Due visioni diverse di gioco – quelle di Gigante e Tsitsipas – a riproporre un dualismo tra mondo greco e latino dei tempi passati

Da fiero ateniese quale è, Stefanos Tsitsipas si sarà sicuramente edotto sui giganti della
mitologia greca: creature grandi e grosse, temerarie al punto da lanciare sfide perfino agli dèi. Un mito verso cui il bell’acheo del terzo millennio, deve aver nutrito ragionevoli dubbi quando, deambulando sconfitto verso la rituale stretta di mano , s’era trovato incredulo dinanzi al suo freso castigatore, giovane ventitreenne di fisicità contenuta seppure di nome facesse Gigante .
Un mancino talentuoso , figlio stavolta di miti latini, buono per tutte le stagioni e per ogni superficie, tale e tanta è la sua capacità di spaziare con disinvoltura da risposte aggressive ad altre di contenimento , da passanti precisi a lob ben calibrati, da chiusure potenti a drop shot abilmente piombati. Un soggetto, l’ennesimo Matteo del tennis tricolore, da poco approdato ai tornei del grande Slam, dopo un recente trascorso tra le dure racchette del mondo Challenger.
Questo e assai di più è stato il Gigante che ieri, oltre la rete, ha estromesso dal Roland Garros 2025 il ben più prestante e discendente dei figli di Gea. Un confronto tra forza fisica e acume tattico che la dice lunga sul modo di guardare con altri occhi ai valori in campo.

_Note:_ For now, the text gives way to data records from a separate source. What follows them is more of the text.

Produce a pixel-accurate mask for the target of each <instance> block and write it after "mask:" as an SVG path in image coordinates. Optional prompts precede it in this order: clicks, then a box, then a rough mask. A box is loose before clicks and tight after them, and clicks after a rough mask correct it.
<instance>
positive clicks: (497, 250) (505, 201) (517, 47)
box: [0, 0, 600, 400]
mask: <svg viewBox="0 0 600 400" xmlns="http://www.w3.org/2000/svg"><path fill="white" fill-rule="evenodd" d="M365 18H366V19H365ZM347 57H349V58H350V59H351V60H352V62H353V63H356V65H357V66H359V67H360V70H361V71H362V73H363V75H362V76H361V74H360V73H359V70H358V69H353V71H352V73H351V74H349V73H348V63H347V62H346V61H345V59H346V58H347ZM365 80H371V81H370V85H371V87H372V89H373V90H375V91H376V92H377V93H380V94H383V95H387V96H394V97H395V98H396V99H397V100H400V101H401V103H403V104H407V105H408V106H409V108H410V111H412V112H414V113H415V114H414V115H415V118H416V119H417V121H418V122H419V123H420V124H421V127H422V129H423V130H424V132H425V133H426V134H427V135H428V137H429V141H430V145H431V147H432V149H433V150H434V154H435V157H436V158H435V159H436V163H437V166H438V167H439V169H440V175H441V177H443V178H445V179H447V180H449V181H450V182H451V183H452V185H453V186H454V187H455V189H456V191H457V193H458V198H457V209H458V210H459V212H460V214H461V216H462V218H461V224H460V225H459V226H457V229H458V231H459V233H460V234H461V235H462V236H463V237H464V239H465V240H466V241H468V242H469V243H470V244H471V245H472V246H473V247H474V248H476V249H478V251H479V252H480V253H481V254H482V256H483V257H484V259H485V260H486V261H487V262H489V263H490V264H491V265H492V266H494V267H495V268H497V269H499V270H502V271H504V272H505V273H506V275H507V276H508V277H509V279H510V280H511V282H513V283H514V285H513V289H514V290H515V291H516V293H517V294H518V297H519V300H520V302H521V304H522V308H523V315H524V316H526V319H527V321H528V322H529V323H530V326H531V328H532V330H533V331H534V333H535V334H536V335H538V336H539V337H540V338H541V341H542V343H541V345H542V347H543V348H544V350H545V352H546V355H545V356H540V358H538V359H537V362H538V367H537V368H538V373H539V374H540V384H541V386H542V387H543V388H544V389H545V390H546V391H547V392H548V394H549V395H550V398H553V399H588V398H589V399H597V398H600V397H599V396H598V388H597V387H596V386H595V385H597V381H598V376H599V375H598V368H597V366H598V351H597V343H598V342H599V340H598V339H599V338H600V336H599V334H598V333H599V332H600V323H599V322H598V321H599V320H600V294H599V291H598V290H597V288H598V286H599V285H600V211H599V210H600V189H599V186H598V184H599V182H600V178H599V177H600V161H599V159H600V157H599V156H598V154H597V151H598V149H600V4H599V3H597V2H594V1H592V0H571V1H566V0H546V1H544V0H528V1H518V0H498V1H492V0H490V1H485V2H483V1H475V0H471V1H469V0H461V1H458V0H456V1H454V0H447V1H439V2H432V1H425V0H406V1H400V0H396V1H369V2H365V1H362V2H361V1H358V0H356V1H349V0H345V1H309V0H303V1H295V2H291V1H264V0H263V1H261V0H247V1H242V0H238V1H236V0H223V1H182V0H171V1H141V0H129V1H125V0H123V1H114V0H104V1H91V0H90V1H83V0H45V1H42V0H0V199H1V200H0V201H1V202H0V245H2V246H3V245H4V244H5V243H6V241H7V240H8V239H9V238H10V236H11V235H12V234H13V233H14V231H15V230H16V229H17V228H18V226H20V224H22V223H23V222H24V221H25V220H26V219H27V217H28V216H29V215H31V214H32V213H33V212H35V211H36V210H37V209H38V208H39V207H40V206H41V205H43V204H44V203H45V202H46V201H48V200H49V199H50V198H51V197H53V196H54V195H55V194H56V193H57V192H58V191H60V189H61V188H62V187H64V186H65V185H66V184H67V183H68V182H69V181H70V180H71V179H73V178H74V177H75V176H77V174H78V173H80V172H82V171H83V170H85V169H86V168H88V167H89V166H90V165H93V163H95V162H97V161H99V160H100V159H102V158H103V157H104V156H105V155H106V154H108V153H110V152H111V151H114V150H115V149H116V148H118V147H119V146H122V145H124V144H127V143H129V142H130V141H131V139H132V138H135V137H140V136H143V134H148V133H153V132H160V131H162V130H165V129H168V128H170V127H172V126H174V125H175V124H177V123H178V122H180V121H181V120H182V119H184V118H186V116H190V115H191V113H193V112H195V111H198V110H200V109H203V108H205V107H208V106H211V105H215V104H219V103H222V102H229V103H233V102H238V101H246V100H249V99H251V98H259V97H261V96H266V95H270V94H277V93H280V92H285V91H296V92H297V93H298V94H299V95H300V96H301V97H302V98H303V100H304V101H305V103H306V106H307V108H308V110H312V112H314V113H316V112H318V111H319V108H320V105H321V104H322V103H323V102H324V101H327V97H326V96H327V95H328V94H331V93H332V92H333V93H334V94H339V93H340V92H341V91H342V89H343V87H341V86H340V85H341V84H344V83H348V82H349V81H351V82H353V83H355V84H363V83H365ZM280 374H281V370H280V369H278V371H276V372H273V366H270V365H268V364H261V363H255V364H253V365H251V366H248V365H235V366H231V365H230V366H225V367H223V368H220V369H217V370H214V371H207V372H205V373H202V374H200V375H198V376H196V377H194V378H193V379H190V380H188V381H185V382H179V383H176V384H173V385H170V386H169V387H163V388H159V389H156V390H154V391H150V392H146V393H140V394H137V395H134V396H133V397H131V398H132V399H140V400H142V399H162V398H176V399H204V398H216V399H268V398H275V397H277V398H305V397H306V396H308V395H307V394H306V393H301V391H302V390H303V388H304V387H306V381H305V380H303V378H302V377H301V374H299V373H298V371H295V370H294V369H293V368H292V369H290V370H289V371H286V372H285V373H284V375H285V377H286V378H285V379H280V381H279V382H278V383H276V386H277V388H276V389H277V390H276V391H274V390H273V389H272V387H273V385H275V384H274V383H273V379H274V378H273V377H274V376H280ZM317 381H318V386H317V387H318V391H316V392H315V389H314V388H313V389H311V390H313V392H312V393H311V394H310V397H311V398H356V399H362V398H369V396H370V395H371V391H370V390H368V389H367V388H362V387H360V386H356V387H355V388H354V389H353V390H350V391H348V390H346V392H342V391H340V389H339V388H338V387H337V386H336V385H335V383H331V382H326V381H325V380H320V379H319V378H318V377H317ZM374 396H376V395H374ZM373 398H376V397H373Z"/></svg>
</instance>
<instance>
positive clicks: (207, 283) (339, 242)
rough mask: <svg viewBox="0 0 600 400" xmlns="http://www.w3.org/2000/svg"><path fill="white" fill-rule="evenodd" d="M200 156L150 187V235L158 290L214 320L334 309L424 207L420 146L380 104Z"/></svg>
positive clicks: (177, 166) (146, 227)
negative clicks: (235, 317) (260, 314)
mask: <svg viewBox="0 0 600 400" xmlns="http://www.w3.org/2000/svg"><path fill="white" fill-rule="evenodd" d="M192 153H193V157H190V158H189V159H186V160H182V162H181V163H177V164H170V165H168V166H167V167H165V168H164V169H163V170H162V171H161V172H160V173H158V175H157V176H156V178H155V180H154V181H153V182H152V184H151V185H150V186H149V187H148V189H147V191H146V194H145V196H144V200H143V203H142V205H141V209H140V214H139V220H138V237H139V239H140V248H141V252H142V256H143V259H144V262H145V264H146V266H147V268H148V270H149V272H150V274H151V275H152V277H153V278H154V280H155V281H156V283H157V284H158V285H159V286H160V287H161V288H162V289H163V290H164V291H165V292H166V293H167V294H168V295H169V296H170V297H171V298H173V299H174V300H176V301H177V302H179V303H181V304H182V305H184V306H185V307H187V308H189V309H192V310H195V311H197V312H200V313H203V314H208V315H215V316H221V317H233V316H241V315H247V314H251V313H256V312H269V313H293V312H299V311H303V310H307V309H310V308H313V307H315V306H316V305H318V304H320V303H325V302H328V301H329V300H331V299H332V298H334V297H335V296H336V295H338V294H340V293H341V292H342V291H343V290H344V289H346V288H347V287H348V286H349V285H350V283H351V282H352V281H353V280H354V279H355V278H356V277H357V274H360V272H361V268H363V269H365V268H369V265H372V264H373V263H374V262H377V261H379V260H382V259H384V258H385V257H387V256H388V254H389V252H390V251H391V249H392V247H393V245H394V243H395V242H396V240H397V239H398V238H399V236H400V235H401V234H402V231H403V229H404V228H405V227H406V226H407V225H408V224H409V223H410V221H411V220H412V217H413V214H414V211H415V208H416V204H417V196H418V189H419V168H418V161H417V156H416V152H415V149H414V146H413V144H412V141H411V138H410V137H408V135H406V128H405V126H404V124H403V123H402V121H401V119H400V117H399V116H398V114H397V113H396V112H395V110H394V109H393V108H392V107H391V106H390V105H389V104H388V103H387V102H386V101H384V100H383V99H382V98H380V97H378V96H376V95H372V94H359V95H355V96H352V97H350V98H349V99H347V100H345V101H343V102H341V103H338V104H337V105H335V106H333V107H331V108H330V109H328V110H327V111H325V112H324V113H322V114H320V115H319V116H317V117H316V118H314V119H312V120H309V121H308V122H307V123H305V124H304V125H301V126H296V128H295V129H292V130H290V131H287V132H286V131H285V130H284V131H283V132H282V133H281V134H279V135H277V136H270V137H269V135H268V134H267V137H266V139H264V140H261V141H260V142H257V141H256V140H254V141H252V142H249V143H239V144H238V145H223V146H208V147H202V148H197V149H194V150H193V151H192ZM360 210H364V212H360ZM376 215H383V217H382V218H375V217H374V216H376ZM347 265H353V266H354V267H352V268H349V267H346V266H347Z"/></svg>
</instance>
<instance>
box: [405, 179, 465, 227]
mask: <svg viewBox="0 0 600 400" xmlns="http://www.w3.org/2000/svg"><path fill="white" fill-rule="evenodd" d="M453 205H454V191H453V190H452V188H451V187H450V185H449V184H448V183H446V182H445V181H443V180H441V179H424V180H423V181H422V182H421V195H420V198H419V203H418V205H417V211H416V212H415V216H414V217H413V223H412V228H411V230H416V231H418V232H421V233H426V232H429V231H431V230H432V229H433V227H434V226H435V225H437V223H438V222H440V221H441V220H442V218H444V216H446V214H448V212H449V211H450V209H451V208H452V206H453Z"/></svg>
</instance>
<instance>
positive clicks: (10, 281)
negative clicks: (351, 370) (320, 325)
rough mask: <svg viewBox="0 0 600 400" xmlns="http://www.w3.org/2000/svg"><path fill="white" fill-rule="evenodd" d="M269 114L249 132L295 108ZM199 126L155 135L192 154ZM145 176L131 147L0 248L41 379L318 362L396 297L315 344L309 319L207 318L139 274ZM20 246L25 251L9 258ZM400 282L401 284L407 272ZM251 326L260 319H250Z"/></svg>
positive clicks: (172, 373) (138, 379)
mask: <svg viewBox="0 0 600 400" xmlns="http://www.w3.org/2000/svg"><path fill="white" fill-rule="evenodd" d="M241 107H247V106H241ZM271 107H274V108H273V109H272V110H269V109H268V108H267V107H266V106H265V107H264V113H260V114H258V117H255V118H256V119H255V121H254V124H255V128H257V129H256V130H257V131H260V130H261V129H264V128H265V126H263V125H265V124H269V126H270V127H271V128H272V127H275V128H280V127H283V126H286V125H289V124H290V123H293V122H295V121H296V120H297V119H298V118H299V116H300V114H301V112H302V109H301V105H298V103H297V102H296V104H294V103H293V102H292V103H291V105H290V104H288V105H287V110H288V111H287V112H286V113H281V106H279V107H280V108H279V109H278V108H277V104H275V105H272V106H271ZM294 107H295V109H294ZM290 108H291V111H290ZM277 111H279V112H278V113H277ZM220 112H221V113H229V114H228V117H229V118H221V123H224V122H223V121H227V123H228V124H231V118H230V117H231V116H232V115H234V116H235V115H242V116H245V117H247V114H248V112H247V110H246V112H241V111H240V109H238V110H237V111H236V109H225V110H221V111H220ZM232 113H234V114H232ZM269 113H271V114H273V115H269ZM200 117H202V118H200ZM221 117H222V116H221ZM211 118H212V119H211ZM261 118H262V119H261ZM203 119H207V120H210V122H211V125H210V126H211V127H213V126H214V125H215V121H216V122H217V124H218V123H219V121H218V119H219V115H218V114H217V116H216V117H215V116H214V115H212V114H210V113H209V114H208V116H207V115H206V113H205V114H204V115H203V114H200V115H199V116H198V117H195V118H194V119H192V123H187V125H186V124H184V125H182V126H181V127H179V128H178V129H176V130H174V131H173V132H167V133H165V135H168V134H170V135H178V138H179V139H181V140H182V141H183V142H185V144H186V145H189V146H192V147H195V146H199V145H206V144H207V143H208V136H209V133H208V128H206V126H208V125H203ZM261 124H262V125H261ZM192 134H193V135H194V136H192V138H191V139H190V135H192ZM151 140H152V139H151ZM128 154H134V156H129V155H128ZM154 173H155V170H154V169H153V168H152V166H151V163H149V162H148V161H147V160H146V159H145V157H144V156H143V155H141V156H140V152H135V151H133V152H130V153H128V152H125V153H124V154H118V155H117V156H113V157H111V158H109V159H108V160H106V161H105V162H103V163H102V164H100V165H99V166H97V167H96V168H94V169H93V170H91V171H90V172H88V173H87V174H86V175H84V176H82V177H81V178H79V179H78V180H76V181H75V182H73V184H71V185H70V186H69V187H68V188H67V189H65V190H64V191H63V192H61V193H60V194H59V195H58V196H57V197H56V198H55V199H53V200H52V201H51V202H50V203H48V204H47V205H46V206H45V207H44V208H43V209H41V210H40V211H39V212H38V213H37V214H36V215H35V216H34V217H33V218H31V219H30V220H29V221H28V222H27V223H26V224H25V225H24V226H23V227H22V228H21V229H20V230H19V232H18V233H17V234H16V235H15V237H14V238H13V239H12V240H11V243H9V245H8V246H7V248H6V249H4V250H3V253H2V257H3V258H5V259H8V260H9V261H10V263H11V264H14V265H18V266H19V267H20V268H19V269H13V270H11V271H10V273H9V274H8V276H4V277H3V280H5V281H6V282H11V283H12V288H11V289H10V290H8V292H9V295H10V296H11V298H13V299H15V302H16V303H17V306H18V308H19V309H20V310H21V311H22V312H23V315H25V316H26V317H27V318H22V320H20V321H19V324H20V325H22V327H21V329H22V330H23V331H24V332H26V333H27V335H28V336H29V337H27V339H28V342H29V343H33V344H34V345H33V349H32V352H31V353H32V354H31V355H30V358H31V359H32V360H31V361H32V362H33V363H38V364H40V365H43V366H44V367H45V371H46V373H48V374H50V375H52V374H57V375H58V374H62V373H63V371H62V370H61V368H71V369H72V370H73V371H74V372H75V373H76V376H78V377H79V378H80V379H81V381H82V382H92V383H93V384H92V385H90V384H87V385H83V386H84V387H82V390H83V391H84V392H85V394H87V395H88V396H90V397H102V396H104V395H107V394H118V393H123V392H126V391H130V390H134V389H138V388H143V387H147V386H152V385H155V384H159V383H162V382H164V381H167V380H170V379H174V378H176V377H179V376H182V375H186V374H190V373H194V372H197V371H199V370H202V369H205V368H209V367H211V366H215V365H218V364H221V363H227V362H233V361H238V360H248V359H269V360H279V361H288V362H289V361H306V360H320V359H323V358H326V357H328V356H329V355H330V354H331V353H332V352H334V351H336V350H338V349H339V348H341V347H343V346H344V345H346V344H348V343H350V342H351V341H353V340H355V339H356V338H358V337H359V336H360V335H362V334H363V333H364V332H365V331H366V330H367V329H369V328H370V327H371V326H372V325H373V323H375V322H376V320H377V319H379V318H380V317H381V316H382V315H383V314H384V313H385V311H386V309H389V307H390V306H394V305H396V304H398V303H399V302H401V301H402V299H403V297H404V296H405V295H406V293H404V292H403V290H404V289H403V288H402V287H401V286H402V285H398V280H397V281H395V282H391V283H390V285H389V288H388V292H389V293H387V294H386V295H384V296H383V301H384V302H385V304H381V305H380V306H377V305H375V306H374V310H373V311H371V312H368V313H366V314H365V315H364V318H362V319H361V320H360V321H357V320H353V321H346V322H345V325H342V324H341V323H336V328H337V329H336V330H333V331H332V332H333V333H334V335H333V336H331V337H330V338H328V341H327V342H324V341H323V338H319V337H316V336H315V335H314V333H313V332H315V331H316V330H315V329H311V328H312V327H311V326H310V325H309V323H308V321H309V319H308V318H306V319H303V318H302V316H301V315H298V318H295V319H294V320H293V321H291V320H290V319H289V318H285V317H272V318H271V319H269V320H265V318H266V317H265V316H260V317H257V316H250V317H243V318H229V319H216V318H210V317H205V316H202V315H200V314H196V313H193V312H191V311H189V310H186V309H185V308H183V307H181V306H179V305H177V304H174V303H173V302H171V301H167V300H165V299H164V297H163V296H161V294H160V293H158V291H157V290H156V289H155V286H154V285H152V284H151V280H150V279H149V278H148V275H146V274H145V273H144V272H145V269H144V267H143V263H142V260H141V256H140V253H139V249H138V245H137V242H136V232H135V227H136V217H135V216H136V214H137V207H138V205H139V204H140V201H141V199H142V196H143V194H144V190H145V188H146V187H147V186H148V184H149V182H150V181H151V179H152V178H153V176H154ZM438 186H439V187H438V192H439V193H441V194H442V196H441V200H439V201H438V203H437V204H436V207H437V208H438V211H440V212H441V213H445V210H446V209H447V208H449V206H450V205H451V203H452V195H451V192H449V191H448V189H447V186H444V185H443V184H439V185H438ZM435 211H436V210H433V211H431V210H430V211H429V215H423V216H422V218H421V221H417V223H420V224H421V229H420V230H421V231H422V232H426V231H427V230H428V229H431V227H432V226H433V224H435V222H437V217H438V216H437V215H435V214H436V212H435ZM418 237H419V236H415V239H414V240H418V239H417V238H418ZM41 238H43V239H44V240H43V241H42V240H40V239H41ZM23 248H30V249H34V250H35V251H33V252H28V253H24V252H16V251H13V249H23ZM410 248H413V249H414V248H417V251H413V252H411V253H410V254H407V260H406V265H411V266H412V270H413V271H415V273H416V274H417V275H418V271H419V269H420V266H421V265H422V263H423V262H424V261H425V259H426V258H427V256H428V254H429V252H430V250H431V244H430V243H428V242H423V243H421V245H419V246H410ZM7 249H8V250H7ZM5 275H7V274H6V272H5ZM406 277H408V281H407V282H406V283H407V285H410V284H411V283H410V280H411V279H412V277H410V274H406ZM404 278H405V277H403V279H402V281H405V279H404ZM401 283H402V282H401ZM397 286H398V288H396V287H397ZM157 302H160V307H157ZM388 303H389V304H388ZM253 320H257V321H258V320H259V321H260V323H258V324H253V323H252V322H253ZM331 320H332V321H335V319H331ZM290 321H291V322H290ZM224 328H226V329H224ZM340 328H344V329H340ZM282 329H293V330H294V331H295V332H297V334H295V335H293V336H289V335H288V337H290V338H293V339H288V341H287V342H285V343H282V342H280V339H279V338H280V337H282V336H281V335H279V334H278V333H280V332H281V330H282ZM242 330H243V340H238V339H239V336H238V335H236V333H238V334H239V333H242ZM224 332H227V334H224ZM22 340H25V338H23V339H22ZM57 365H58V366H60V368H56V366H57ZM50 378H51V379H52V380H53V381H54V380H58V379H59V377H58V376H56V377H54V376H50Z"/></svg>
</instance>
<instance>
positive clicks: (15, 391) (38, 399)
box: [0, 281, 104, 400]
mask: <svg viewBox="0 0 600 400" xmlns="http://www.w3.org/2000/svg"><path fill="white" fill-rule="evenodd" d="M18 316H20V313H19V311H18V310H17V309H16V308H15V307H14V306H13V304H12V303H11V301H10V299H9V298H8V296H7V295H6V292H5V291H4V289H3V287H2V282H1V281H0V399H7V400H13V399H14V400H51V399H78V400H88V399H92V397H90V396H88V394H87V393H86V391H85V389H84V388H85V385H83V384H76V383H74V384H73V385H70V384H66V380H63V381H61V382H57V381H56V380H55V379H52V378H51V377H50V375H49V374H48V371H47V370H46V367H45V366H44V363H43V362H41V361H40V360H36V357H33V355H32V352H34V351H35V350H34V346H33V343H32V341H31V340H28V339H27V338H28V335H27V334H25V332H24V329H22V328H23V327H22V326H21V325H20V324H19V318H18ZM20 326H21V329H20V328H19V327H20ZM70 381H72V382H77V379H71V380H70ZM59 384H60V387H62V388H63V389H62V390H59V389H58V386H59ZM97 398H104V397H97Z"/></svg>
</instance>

Scampate le ire dei terribili omaccioni, il Pollicino dei giorni nostri se la vedrà ora con un altro collega, esponente anch’esso del gioco sinistro. Tale Ben Shelton, spara fucile a stelle e strisce più incline al bel gioco che non al conteggio arido dei punti. Non ci saranno giganti da abbattere né reputazioni da salvare e quanto ne verrà fuori sarà senz’altro qualcosa di spumeggiante e degno di nota.